Pero, ¿quién lo dirige? Si no somos nosotros… ¿Quién moldea nuestro deseo? Como dijimos un poco más arriba: la sociedad. Por eso cuando conozco gente nueva, las persona que deseo (que me gustan o me atraen) es porque mi deseo ha sido moldeado por distintos factores sociales y discursos y narrativas (ahora fundamentalmente audiovisuales).

A base de naturalizar, ver y aceptar ciertas personas como objetos de deseo en las series y películas, esas constituyen un molde para mi deseo que luego replica en mi vida cotidiana.

Pero afrontemos de una vez la pregunta: ¿puedo domar a mi deseo? ¿Puedo de alguna forma interceder en él? ¿Puedo recuperar las riendas del caballo para yo decidir a qué tipo de personas desear? Dice Hegel que la consciencia de la consciencia ya cambia la consciencia, o en otras palabras, cuando somos conscientes de algo que no éramos conscientes de repente, nuestro mundo cambia y se solucionan unos problemas y aparecen otros. Ser conscientes de que nuestro deseo está moldeado por cánones y narrativas nos cambia y nos plantea nuevas situaciones como la siguiente: ¿cómo expandir o cambiar  mi deseo? Por ejemplo, consumiendo otras narrativas de amor que amplíen mis horizontes o bien no dejando que sea mi deseo el que gobierne mis acciones (por ejemplo, acercándome a charlar con una persona que, a priori, no era objeto de mi deseo).

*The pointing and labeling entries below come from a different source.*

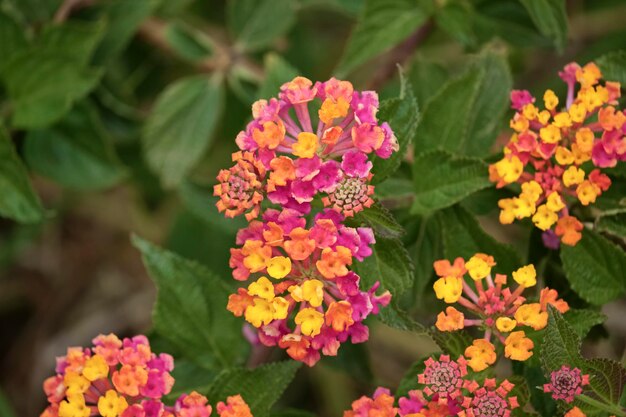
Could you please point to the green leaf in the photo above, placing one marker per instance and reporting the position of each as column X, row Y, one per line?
column 389, row 263
column 277, row 72
column 442, row 179
column 582, row 320
column 19, row 201
column 613, row 66
column 612, row 222
column 45, row 80
column 381, row 25
column 13, row 37
column 190, row 311
column 255, row 24
column 452, row 343
column 181, row 126
column 402, row 114
column 550, row 17
column 463, row 236
column 76, row 153
column 464, row 117
column 123, row 17
column 380, row 220
column 456, row 18
column 394, row 317
column 260, row 387
column 595, row 268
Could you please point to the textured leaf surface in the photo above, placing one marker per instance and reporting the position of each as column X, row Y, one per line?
column 381, row 25
column 442, row 180
column 260, row 387
column 257, row 23
column 190, row 311
column 402, row 114
column 181, row 125
column 595, row 268
column 76, row 153
column 550, row 18
column 19, row 201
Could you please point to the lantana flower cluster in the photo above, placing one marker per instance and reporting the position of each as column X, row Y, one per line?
column 490, row 305
column 123, row 378
column 447, row 391
column 312, row 142
column 558, row 151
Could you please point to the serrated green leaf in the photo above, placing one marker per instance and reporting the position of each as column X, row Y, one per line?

Ahora bien, ¿por qué domar o cambiar o expandir mi deseo? Como dijimos al principio, deseo y esencia (o sea, personalidad, identidad) están unidos: el deseo hace mi esencia y hay tantos deseos como esencias o personalidades haya. Si admitimos que los deseos están moldeados por la sociedad, entonces ¡así también lo está nuestra identidad! Explorar el deseo, expandirlo y contradecirlo aparece entonces como la rebelión de un yo que se sabe preso de la sociedad pero que quiere hacerse a sí mismo; aparece una voluntad personal frente al poder de lo impersonal y de lo impuesto; aparece, en fin, la libertad de uno para ser quien quiera frente a las normas de lo que uno debería ser o amar o desear.

Un pequeño aporte que desafía -parte de- lo dicho: las personas asexuales. Pareciera que las personas dentro del espectro de la asexualidad no desarían de forma sexual a otras personas y, por tanto, su mundo no estaría atravesado por este deseo. Dos soluciones fáciles ante un problema complejo: o mantenemos que el deseo sexual es parte ineludible de nuestro deseo en el mundo y consideramos a esta orientación como déficit o como falta de algo esencial (una salida políticamente peligrosa y que se basa en considerar lo propio como normal y lo otro como patológico); o bien abre la puerta a que exista posibilidades de vidas plenas con deseo-no-sexuales (planteando que quizá el deseo sexual en sí pueda de-construirse). Si fuera esta última opción, habría que repensar gran parte de lo dicho en este artículo… ¿Te animas?